The case of a person being tried in another country under a foreign legal system after a killing that took place on U.S. soil is unusual, but not unprecedented.
Last year, a Cuban man was tried, convicted and sentenced to 20 years under the Cuban legal system in the killing of a doctor in Florida. Unlike the New York case, a Palm Beach County investigator traveled to Cuba for Marcos Yanes Gutierrez's trial and testified in person for the court proceedings, said Florida Assistant State Attorney Aleathea McRoberts.
"The trial was very similar to our own system," said McRoberts, who also traveled for the trial.
McRoberts said allowing Gutierrez to evade punishment by simply fleeing to another country was "unacceptable." There is still an American warrant for Gutierrez's arrest, but it is unlikely to ever be served because the U.S. cannot force him to be extradited, she said.
Tercero's trial began in Nicaragua earlier this month and has included two days of testimony so far. There is no jury, and the verdict will be decided by a judge.
"We will argue against the proof," Tercero's defense attorney said through an interpreter, the Press & Sun-Bulletin of Binghamton reported earlier this month.
During the latest day of testimony, Oct. 11, Tercero was clad in the blue uniform of a prisoner, speaking with his lawyer from time to time and sometimes smiling. Three prison officers dressed in black stood behind them, carrying firearms.
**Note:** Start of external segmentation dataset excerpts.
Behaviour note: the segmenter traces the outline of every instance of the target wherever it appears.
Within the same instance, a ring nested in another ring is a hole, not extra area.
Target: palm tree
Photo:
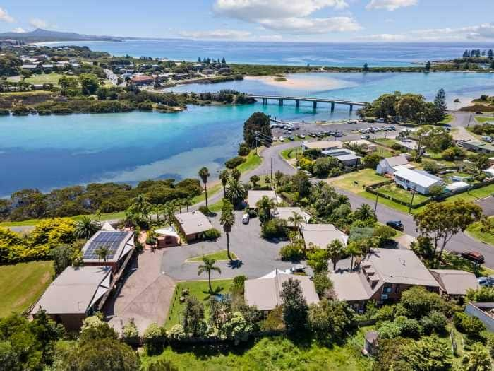
[[[231,257],[230,257],[230,232],[231,232],[231,228],[235,225],[235,214],[234,214],[233,206],[227,200],[225,200],[224,202],[227,202],[229,205],[224,205],[222,210],[222,216],[219,218],[219,223],[223,225],[223,230],[227,235],[227,252],[228,259],[231,260]]]
[[[104,265],[107,265],[107,258],[109,254],[110,250],[107,246],[101,246],[95,250],[95,254],[98,256],[100,259],[103,259]]]
[[[342,259],[342,255],[344,249],[343,243],[339,240],[333,240],[326,247],[327,249],[327,256],[333,264],[333,271],[336,271],[336,264]]]
[[[201,167],[199,170],[199,177],[204,183],[204,192],[206,194],[206,207],[207,207],[207,178],[211,175],[207,167]]]
[[[294,228],[300,230],[300,228],[302,226],[302,223],[305,220],[303,216],[300,215],[296,211],[292,211],[292,216],[288,217],[288,223],[291,223]]]
[[[259,211],[259,216],[263,218],[263,223],[271,218],[271,209],[275,207],[275,201],[267,196],[263,196],[255,203],[255,207]]]
[[[236,206],[246,199],[247,189],[239,180],[230,179],[227,184],[224,196],[231,204]]]
[[[76,237],[89,240],[99,229],[100,226],[89,216],[84,216],[76,223]]]
[[[214,259],[208,258],[207,257],[204,257],[203,258],[203,264],[199,266],[198,269],[198,276],[200,276],[204,272],[207,273],[207,281],[210,286],[210,293],[212,293],[212,288],[211,287],[211,272],[215,271],[219,274],[222,273],[222,270],[219,266],[215,266],[216,260]]]
[[[219,180],[222,181],[222,184],[223,185],[223,194],[226,191],[227,183],[228,183],[228,179],[230,179],[230,173],[228,170],[223,170],[219,174]]]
Tercero's mother, Martha Moreno, also attended. When the judge called a recess, the defendant was allowed to approach Moreno. They hugged and held a whispered conversation.
That same day, in Binghamton, a police investigator testified via the video link that Tercero left a note at his residence saying he was sorry.
Down the hall at the district attorney's office, Anderson's friends and supporters watched the bright and grainy livestream from a wood-paneled viewing room.
Legal experts said Tercero could still be prosecuted under the American legal system if he is ever extradited, even if he is acquitted in Nicaragua.
Managua, located on the shores of Lake Xolotlan, is Nicaragua's capital and largest city, with about 1.8 million inhabitants.